The dSno mutation that was generated deletes a highly conserved protein domain that is responsible for the interaction with Smad proteins in vertebrates and with Medea in flies. The knockout mutations in mice are based on the deletion of this domain. Thus, this dSno mutation should represent a null allele. However, an unusual complexity of the dSno locus has been reported and a deletion is described that suggests that dSno is lethal, in variance to other findings. However, a truncation allele has been described lacking an important part of the conserved Smad interaction domain that, like the currently described allele, is viable. Because the possibility exists that the previously described deletion affects other genes in the chromosomal region of dSno, the question of lethality of dSno requires further analysis (Shravage, 2007).

Loss of dSno in the follicular epithelium does not result in changes in dpp expression or pMAD distribution. Whereas a feedback on dpp expression was not expected, possible changes in pMAD distribution might be below the level of detection of staining protocol. However, there are two other possible explanations. First, in brain development dSno has been shown to be a mediator of Baboon (Activin), rather than Dpp signaling. To investigate whether this also holds true for the follicular epithelium large baboon (Activin type I receptor) mutant follicle cell clones were generated. These clones did not show patterning defects, suggesting that dSno does not act via Baboon signaling with regard to follicle cell patterning. Second, the failure to detect changes in pMAD distribution might follow from the molecular mechanism of Sno action. A core feature of the inhibitory function of Sno proteins results from their ability to bind to the common Smad (Smad4). This binding prevents (or modulates) the interaction with phosphorylated R-Smads required for the transcriptional control of target genes. If this mechanism applies to DSno, the loss of dSno would not change the phosphorylation state of MAD and, if the interaction between DSno and Medea occurred predominantly in the nucleus, there would also be no significant change in the nuclear accumulation of pMAD (Shravage, 2007).

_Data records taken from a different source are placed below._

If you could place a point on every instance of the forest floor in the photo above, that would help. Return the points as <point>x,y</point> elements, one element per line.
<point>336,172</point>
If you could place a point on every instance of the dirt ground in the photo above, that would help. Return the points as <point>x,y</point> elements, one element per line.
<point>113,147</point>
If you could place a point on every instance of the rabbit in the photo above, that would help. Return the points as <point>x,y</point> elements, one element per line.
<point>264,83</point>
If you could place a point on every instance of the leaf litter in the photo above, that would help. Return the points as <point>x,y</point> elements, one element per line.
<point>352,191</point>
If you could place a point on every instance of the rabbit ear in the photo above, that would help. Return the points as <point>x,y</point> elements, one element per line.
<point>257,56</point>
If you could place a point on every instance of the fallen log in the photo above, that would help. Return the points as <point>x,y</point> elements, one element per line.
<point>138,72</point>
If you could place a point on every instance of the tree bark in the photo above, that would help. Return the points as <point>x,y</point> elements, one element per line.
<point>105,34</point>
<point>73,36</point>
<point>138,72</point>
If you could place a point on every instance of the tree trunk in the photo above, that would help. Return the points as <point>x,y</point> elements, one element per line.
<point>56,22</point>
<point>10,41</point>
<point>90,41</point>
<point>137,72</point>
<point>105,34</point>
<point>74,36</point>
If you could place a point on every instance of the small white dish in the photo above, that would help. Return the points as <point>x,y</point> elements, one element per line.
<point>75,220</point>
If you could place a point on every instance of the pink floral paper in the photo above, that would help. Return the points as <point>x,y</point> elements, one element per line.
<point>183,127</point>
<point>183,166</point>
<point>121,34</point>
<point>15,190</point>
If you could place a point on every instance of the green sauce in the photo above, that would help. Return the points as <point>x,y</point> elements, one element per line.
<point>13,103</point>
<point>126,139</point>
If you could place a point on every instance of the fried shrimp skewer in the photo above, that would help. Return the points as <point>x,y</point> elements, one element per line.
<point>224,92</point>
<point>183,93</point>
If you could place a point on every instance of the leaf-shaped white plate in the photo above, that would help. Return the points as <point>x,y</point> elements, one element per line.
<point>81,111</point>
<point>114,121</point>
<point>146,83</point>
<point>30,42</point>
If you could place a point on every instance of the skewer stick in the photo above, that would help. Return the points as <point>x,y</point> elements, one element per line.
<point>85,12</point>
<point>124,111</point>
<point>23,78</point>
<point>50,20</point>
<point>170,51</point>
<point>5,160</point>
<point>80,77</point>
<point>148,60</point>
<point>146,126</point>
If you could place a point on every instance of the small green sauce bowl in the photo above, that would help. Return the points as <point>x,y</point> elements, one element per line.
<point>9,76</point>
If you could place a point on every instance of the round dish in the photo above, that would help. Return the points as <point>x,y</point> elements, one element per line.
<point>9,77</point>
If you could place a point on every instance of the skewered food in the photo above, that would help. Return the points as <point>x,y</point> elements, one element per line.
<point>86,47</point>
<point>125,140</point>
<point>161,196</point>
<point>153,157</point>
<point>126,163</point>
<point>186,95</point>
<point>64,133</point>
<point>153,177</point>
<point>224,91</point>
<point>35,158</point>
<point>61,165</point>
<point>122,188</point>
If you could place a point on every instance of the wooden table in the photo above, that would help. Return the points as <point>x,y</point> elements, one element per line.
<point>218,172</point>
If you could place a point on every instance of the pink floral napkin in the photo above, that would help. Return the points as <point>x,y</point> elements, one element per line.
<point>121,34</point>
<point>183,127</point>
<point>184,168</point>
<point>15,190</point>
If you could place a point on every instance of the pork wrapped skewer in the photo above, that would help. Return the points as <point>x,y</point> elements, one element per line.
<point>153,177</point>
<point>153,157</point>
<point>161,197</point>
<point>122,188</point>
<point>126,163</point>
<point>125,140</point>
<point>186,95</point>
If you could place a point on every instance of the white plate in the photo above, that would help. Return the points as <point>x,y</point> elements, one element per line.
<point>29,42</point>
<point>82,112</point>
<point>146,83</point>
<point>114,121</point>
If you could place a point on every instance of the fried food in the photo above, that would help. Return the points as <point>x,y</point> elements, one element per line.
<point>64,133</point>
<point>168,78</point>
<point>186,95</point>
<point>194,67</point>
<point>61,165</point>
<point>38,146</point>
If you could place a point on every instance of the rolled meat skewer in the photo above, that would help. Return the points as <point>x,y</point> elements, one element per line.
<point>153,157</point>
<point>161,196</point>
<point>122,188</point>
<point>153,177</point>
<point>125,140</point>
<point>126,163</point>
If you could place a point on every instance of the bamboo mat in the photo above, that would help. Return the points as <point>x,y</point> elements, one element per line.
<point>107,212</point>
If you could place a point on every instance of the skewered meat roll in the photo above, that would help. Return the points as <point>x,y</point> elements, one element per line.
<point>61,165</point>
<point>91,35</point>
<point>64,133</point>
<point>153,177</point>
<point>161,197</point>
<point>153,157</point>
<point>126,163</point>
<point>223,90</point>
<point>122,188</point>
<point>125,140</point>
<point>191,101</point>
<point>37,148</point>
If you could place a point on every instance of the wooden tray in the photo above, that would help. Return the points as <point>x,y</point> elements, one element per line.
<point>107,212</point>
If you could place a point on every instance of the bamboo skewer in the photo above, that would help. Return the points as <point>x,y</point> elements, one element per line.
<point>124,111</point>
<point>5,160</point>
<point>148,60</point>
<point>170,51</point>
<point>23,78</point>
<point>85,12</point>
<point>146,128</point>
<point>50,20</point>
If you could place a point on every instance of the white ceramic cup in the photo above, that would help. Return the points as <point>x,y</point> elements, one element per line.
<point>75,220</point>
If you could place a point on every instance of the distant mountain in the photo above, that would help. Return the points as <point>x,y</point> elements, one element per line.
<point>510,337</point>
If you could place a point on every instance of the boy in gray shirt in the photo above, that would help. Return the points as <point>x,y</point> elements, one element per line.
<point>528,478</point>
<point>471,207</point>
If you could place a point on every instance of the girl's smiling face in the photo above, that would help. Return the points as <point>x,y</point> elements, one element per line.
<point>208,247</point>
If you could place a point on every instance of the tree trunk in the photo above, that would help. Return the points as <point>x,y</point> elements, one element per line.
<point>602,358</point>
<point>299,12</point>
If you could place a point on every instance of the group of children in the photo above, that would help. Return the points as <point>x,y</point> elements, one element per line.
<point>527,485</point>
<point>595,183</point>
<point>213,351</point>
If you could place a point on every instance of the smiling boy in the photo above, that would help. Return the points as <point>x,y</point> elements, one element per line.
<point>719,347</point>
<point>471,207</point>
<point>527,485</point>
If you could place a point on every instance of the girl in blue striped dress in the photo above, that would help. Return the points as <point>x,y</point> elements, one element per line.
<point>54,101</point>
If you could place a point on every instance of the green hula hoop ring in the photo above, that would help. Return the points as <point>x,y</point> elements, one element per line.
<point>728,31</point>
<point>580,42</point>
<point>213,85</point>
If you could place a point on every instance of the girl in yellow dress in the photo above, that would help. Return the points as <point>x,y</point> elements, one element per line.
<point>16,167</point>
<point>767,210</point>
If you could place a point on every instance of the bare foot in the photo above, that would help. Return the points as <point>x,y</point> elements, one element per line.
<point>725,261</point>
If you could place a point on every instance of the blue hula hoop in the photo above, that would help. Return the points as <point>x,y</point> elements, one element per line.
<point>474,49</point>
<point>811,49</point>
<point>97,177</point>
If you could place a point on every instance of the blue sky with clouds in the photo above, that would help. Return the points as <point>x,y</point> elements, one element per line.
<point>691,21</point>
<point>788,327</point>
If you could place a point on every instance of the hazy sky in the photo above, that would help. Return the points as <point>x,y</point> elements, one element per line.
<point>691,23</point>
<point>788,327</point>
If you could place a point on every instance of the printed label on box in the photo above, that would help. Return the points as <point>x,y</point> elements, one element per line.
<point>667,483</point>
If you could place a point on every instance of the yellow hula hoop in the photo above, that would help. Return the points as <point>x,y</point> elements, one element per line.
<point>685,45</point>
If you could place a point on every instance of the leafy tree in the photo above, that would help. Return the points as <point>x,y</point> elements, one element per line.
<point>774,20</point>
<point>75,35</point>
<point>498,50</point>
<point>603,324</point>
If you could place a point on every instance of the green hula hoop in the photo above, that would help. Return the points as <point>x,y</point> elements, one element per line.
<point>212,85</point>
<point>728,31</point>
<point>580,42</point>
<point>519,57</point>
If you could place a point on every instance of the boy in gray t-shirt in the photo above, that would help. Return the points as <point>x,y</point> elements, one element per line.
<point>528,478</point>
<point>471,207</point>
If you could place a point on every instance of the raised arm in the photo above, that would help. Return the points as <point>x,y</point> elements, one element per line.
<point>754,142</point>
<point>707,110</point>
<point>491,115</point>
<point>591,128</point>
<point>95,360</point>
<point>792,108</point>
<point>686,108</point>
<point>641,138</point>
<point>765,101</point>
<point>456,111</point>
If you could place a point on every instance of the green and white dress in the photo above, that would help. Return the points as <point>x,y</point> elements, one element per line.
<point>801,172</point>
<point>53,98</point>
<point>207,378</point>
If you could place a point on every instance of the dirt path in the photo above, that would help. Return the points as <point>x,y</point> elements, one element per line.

Drosophila SnoN modulates growth and patterning by antagonizing TGF-beta signalling

Signalling by TGF-β ligands through the Smad family of transcription factors is critical for developmental patterning and growth. Disruption of this pathway has been observed in various cancers. In vertebrates, members of the Ski/Sno protein family can act as negative regulators of TGF-β signalling, interfering with the Smad machinery to inhibit the transcriptional output of this pathway. In some contexts ski/sno genes function as tumour suppressors, but they were originally identified as oncogenes, whose expression is up-regulated in many tumours. These growth regulatory effects and the normal physiological functions of Ski/Sno proteins have been proposed to result from changes in TGF-β signalling. However, this model is controversial and may be over-simplified, because recent findings indicate that Ski/Sno proteins can affect other signalling pathways. To address this issue in an in vivo context, the function of the Drosophila Ski/Sno orthologue, SnoN, was analyzed. SnoN was found to inhibit growth when overexpressed, indicating a tumour suppressor role in flies. It can act in multiple tissues to selectively and cell autonomously antagonise signalling by TGF-β ligands from both the BMP and Activin sub-families. By contrast, analysis of a snoN mutant indicates that the gene does not play a global role in TGF-β-mediated functions, but specifically inhibits TGF-β-induced wing vein formation. It is proposed that SnoN normally functions redundantly with other TGF-β pathway antagonists to finely adjust signalling levels, but that it can behave as an extremely potent inhibitor of TGF-β signalling when highly expressed, highlighting the significance of its deregulation in cancer cells (Ramel, 2007).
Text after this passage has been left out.